The sensitivity of manual vs. electric vaccuum aspiration to detect completed abortion at less than 6 weeks of pregnancy
Abortion
Awarded 2009
Large Research Grants
Gillian Dean, MD, MPH
Planned Parenthood of New York City
$118,499

Objective: To determine whether manual vacuum aspiration (MVA) or electric vacuum aspiration (EVA) improves physicians’ ability to accurately identify products of conception (POC) in abortions at less than 6 weeks’ gestation. Methods: 498 pregnant women presenting for surgical abortion with mean gestational sac diameter of <12mm or no visible sac on ultrasound were randomized to either MVA or EVA. Tissue exam was performed by the operating physician, not blinded to group assignment, and by a trained medical assistant, blinded to group assignment. Patients with no POC on gross inspection underwent repeat aspiration as necessary and serial hCG monitoring. All patients were scheduled for a follow-up visit 2-3 weeks post-operatively. The primary outcome was detection of POC in subjects with subsequently confirmed completed abortion. Results: 251 subjects were randomized to MVA and 247 to EVA. 84% of subjects in the MVA group had POC identified and subsequently confirmed completed abortion compared with 77% EVA subjects (P=.06, RR=0.78, 95% CI 0.60-1.03).

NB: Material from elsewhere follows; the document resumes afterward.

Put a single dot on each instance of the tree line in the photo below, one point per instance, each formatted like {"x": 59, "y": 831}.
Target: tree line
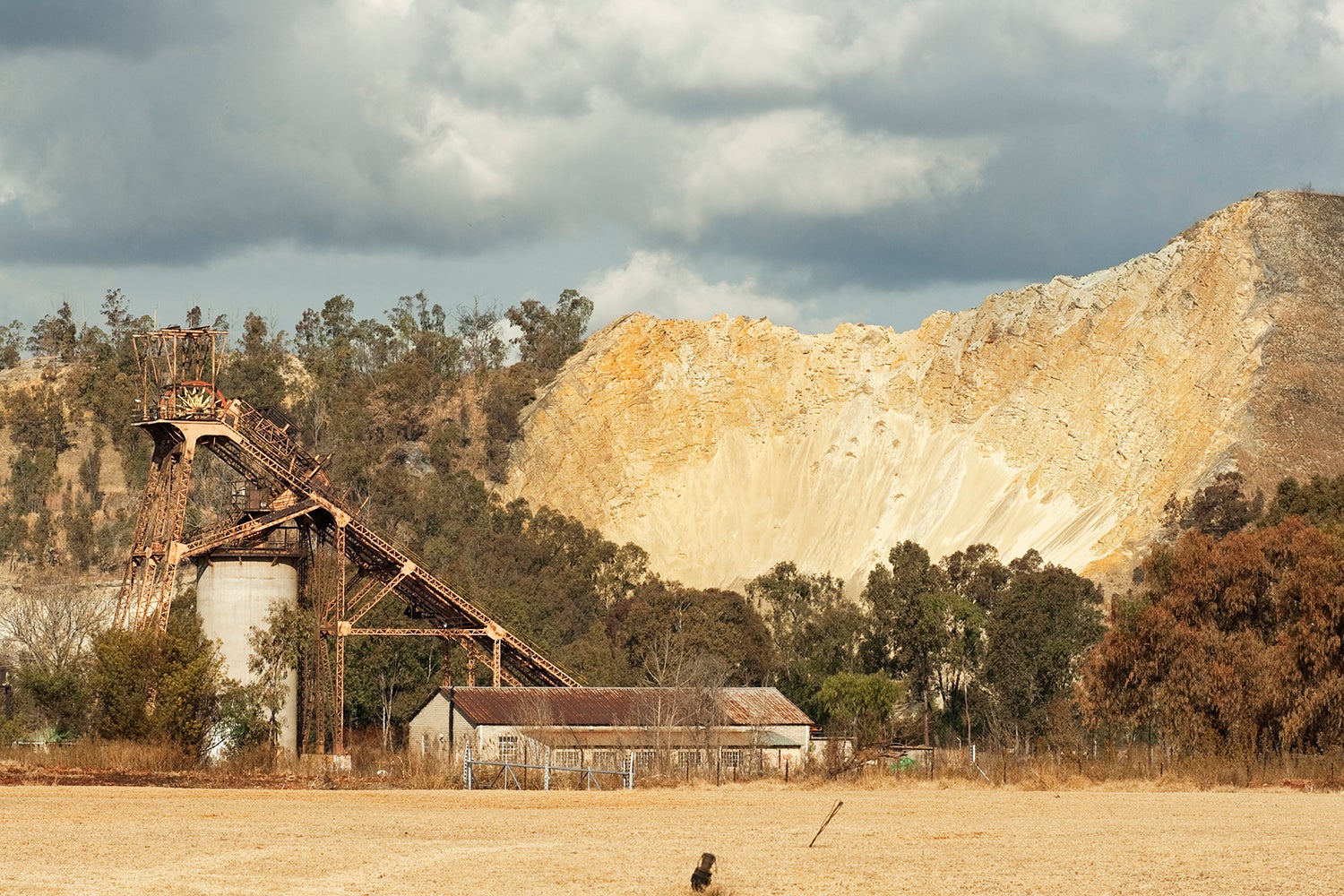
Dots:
{"x": 1228, "y": 638}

In pregnancies of sac size 3mm or less, including no visible sac, 20% MVA subjects had accurate identification of POC compared with 13% in the EVA group (P=0.05, RR=0.78, 95% CI 0.40-1.53). Tissue reports of physicians and medical assistants had 90% concordance. 70 subjects required hCG monitoring to confirm completed abortion. There were seven ongoing pregnancies and one ectopic pregnancy. Conclusions: MVA was neither more nor less sensitive than EVA for the detection of POC in very early surgical abortion. Early aspiration is very effective, although hCG monitoring may be necessary to confirm complete abortion.